Einen Vorteil hat das SeaLife in Königswinter auf jeden Fall schon mal: Es liegt sehr idyllisch direkt am Rhein und ist - könnte ich mir vorstellen - die meiste Zeit weniger voll als in Oberhausen. Bei Vorbestellung kann man bei den Kartenpreisen kräftig sparen. Mir wurden die Karten freundlicherweise zur Verfügung gestellt. Wie im SeaLife üblich, kann man nicht direkt mit dem Tauchgang beginnen, sondern muss zunächst in einem kleinen Vorraum warten und sich einen kurzen Film über die Arbeit von SeaLife anschauen. Dann geht es auch schon los. Der erste Bereich im Königswinter zeigt Fische und Wasserlebewesen aus dem Rhein. Da wir ja nur zu zweit unterwegs waren, konnten wir uns ganz in Ruhe alles anschauen. Leider waren die Informationen zu den Fischen teilweise schwierig zu finden und auch die sonstigen Hinweistafeln hätten besser beleuchtet sein können. Für Linnea gab es ein Tauch-Logbuch, mit dem sie an verschiedenen Stationen Fragen beantworten und Stempel sammeln konnte. In Königswinter gibt es 13 Stationen und viel zu entdecken.
Wer sich traut, darf sogar Seesterne streicheln (unter Aufsicht). Da wir das schon in Dänemark gemacht haben ließen wir es dieses Mal ausfallen.

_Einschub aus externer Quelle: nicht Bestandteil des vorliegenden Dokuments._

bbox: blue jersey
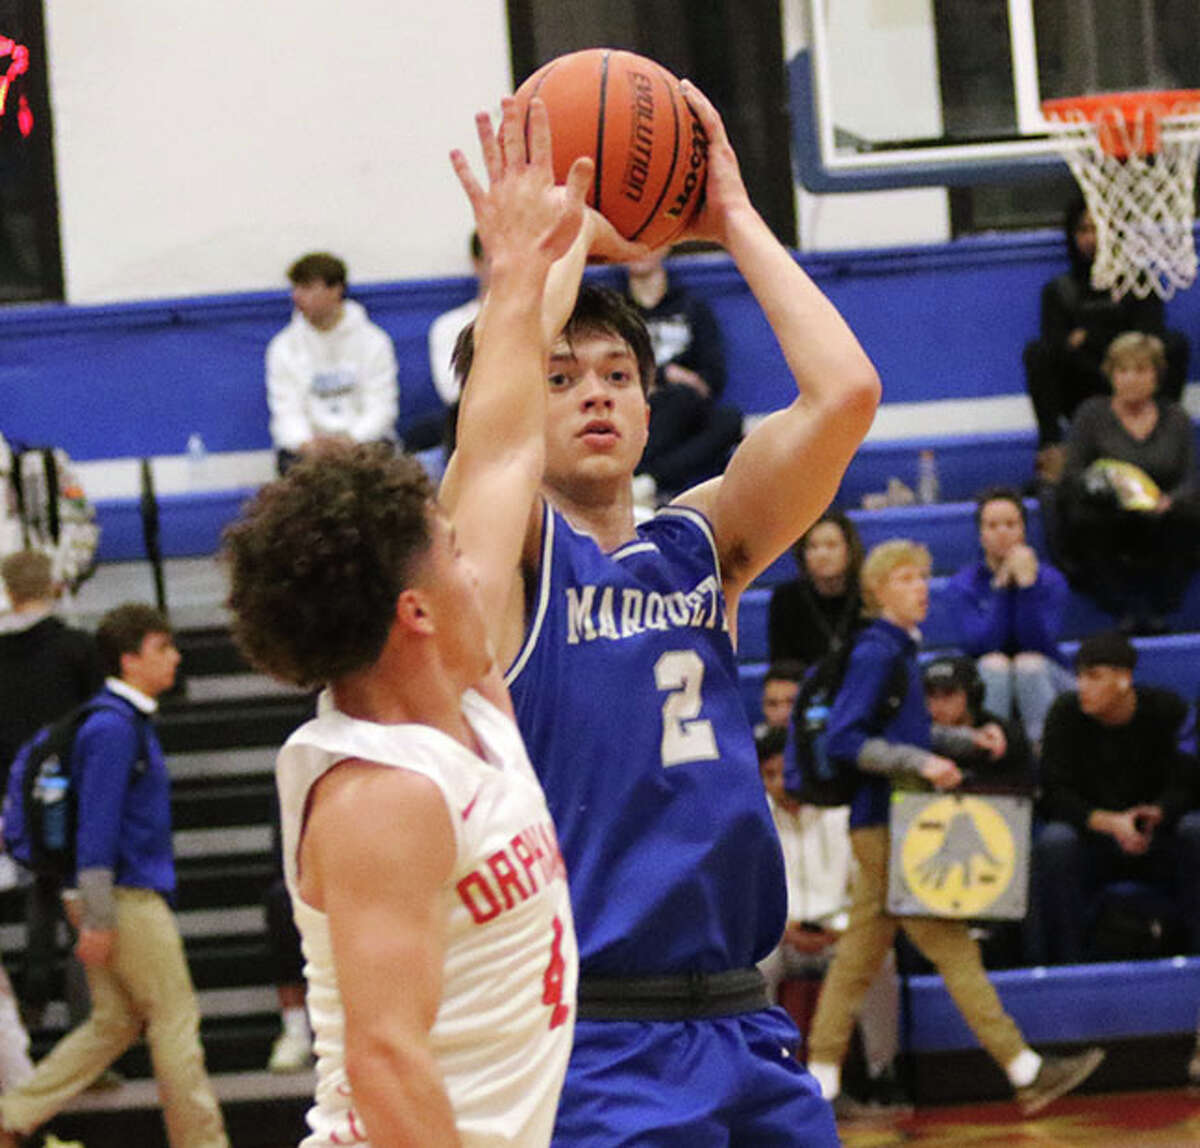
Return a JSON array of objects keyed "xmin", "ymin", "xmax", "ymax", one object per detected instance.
[{"xmin": 506, "ymin": 503, "xmax": 786, "ymax": 975}]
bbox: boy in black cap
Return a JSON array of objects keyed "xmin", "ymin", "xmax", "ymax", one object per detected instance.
[
  {"xmin": 922, "ymin": 656, "xmax": 1033, "ymax": 787},
  {"xmin": 1030, "ymin": 631, "xmax": 1200, "ymax": 963}
]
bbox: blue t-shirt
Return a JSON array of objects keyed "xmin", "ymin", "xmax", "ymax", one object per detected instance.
[{"xmin": 506, "ymin": 504, "xmax": 786, "ymax": 975}]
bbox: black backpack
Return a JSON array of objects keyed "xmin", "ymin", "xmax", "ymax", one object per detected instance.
[
  {"xmin": 4, "ymin": 698, "xmax": 144, "ymax": 880},
  {"xmin": 782, "ymin": 634, "xmax": 908, "ymax": 807}
]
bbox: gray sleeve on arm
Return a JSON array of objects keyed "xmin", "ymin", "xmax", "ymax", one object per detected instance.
[
  {"xmin": 932, "ymin": 724, "xmax": 979, "ymax": 759},
  {"xmin": 77, "ymin": 868, "xmax": 116, "ymax": 931},
  {"xmin": 857, "ymin": 739, "xmax": 930, "ymax": 779}
]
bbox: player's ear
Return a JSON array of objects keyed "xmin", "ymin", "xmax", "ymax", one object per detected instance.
[{"xmin": 395, "ymin": 588, "xmax": 436, "ymax": 636}]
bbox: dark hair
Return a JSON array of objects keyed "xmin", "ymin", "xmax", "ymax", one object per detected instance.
[
  {"xmin": 287, "ymin": 252, "xmax": 347, "ymax": 289},
  {"xmin": 1075, "ymin": 630, "xmax": 1138, "ymax": 672},
  {"xmin": 1064, "ymin": 194, "xmax": 1093, "ymax": 273},
  {"xmin": 450, "ymin": 321, "xmax": 477, "ymax": 392},
  {"xmin": 469, "ymin": 231, "xmax": 483, "ymax": 261},
  {"xmin": 451, "ymin": 285, "xmax": 656, "ymax": 398},
  {"xmin": 223, "ymin": 442, "xmax": 435, "ymax": 689},
  {"xmin": 790, "ymin": 510, "xmax": 865, "ymax": 586},
  {"xmin": 764, "ymin": 659, "xmax": 806, "ymax": 686},
  {"xmin": 756, "ymin": 726, "xmax": 787, "ymax": 764},
  {"xmin": 923, "ymin": 655, "xmax": 985, "ymax": 715},
  {"xmin": 974, "ymin": 486, "xmax": 1027, "ymax": 531},
  {"xmin": 96, "ymin": 603, "xmax": 171, "ymax": 678}
]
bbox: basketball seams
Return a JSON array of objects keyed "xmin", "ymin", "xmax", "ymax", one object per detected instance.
[
  {"xmin": 629, "ymin": 64, "xmax": 684, "ymax": 244},
  {"xmin": 512, "ymin": 47, "xmax": 707, "ymax": 246},
  {"xmin": 593, "ymin": 50, "xmax": 610, "ymax": 214},
  {"xmin": 522, "ymin": 62, "xmax": 556, "ymax": 163}
]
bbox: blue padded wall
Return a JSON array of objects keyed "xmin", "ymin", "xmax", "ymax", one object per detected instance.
[{"xmin": 4, "ymin": 230, "xmax": 1200, "ymax": 466}]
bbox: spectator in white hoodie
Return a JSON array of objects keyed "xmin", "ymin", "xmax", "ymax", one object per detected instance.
[{"xmin": 265, "ymin": 252, "xmax": 399, "ymax": 474}]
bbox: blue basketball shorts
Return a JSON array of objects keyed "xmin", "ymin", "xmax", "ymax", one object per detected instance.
[{"xmin": 551, "ymin": 1006, "xmax": 839, "ymax": 1147}]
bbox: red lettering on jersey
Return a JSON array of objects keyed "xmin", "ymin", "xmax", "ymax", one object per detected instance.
[
  {"xmin": 486, "ymin": 849, "xmax": 529, "ymax": 908},
  {"xmin": 456, "ymin": 870, "xmax": 502, "ymax": 923},
  {"xmin": 329, "ymin": 1107, "xmax": 367, "ymax": 1144},
  {"xmin": 535, "ymin": 821, "xmax": 567, "ymax": 884},
  {"xmin": 522, "ymin": 824, "xmax": 546, "ymax": 863},
  {"xmin": 542, "ymin": 914, "xmax": 571, "ymax": 1029},
  {"xmin": 510, "ymin": 832, "xmax": 541, "ymax": 894}
]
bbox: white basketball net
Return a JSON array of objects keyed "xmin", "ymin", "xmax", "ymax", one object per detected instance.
[{"xmin": 1044, "ymin": 102, "xmax": 1200, "ymax": 300}]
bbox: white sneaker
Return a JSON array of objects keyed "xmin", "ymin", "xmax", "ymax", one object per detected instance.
[{"xmin": 268, "ymin": 1028, "xmax": 313, "ymax": 1073}]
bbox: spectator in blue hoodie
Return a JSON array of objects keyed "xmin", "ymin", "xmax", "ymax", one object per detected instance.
[
  {"xmin": 804, "ymin": 539, "xmax": 1103, "ymax": 1120},
  {"xmin": 946, "ymin": 488, "xmax": 1073, "ymax": 748}
]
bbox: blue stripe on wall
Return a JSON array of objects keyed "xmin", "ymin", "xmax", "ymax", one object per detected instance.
[{"xmin": 3, "ymin": 231, "xmax": 1197, "ymax": 467}]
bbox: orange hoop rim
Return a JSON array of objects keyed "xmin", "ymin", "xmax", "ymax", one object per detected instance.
[{"xmin": 1042, "ymin": 89, "xmax": 1200, "ymax": 157}]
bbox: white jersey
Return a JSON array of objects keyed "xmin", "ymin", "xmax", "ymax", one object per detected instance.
[{"xmin": 276, "ymin": 689, "xmax": 577, "ymax": 1148}]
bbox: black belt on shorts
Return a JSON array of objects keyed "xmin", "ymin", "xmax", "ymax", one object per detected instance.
[{"xmin": 576, "ymin": 968, "xmax": 769, "ymax": 1021}]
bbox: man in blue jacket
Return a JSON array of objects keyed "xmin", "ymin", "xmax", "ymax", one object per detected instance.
[
  {"xmin": 0, "ymin": 603, "xmax": 228, "ymax": 1148},
  {"xmin": 804, "ymin": 540, "xmax": 1103, "ymax": 1120}
]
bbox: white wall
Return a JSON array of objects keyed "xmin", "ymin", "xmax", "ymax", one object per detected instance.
[
  {"xmin": 42, "ymin": 0, "xmax": 958, "ymax": 302},
  {"xmin": 44, "ymin": 0, "xmax": 511, "ymax": 302},
  {"xmin": 781, "ymin": 0, "xmax": 950, "ymax": 250}
]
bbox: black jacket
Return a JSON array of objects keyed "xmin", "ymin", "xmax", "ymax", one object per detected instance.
[
  {"xmin": 0, "ymin": 613, "xmax": 103, "ymax": 781},
  {"xmin": 1040, "ymin": 686, "xmax": 1199, "ymax": 831}
]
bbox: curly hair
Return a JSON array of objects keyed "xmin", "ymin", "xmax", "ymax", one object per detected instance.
[{"xmin": 222, "ymin": 442, "xmax": 435, "ymax": 689}]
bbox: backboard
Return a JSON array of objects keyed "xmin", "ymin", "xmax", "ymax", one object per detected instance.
[{"xmin": 792, "ymin": 0, "xmax": 1200, "ymax": 192}]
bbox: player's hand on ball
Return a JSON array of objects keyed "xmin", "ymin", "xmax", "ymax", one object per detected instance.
[
  {"xmin": 450, "ymin": 97, "xmax": 593, "ymax": 271},
  {"xmin": 582, "ymin": 207, "xmax": 652, "ymax": 265},
  {"xmin": 677, "ymin": 80, "xmax": 753, "ymax": 247}
]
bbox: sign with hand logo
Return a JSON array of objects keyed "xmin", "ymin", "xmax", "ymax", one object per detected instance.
[{"xmin": 887, "ymin": 791, "xmax": 1031, "ymax": 920}]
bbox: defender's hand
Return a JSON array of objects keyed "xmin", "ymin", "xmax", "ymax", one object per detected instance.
[{"xmin": 450, "ymin": 97, "xmax": 593, "ymax": 272}]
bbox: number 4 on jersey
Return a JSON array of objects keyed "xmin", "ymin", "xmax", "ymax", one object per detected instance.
[{"xmin": 542, "ymin": 915, "xmax": 570, "ymax": 1029}]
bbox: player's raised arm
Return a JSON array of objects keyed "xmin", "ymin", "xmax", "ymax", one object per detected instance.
[
  {"xmin": 674, "ymin": 80, "xmax": 880, "ymax": 600},
  {"xmin": 440, "ymin": 98, "xmax": 592, "ymax": 642}
]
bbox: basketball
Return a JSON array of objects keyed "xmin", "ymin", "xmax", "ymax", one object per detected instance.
[{"xmin": 512, "ymin": 48, "xmax": 708, "ymax": 249}]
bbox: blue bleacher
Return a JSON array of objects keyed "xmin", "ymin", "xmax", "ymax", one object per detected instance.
[{"xmin": 737, "ymin": 497, "xmax": 1200, "ymax": 722}]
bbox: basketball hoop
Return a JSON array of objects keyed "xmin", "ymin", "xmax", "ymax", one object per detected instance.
[{"xmin": 1042, "ymin": 89, "xmax": 1200, "ymax": 300}]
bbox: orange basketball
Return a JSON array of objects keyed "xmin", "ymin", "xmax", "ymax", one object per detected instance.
[{"xmin": 512, "ymin": 48, "xmax": 708, "ymax": 249}]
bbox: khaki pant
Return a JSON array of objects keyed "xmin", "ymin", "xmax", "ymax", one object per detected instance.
[
  {"xmin": 0, "ymin": 888, "xmax": 228, "ymax": 1148},
  {"xmin": 808, "ymin": 826, "xmax": 1028, "ymax": 1071}
]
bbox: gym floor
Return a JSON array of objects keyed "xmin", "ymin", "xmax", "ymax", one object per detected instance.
[{"xmin": 840, "ymin": 1088, "xmax": 1200, "ymax": 1146}]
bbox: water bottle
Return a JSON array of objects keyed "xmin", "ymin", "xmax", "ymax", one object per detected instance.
[
  {"xmin": 34, "ymin": 763, "xmax": 69, "ymax": 852},
  {"xmin": 917, "ymin": 449, "xmax": 940, "ymax": 505},
  {"xmin": 186, "ymin": 433, "xmax": 207, "ymax": 489}
]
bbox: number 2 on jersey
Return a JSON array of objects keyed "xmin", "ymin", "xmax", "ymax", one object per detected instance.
[{"xmin": 654, "ymin": 649, "xmax": 718, "ymax": 767}]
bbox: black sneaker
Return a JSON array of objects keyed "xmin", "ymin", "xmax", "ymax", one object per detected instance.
[
  {"xmin": 831, "ymin": 1091, "xmax": 909, "ymax": 1124},
  {"xmin": 1016, "ymin": 1048, "xmax": 1105, "ymax": 1116},
  {"xmin": 867, "ymin": 1066, "xmax": 914, "ymax": 1115}
]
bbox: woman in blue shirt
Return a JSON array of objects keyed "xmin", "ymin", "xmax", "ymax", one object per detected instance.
[{"xmin": 946, "ymin": 488, "xmax": 1072, "ymax": 747}]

Ganz faszinierend waren die Tintenfische und
die Quallen. Auch die Rochen und kleinen Haie sind immer wieder spannend zu beobachten,
vor allem, wenn sie ganz um einen herum schwimmen. Der 360°Tunnel ermöglicht einem das Gefühl, wirklich im Wasser drin zu sein. Leider konnten wir keine Fütterung miterleben, aber ich stelle es mir schon interessant vor, wenn die Haie oder die große Muräne ihr Mittagessen bekommen. Zur Zeit gibt es die Möglichkeit für Kinder von 4 bis 12 Jahren ganz nah an die Unterwasserwelt heranzukommen. Noch bis zum 31. August werden junge Umweltschützer gesucht, die hinter die Kulissen schauen können und helfen, die Fische zu zählen und zu füttern (Infos dazu gibt es auf der Homepage der einzelnen Aquarien).
Nach einer guten Stunde sind wir wieder aufgetaucht und haben den Blick auf den sonnigen Rhein genossen.
Fazit: Das Sealife Königswinter ist auf jeden Fall einen Ausflug wert, allerdings stelle ich es mir bei höherer Besucherzahl auch recht eng darin vor.Wer die Möglichkeit hat, in der Woche vormittags da zu sein, wird sich aber alles in Ruhe anschauen können.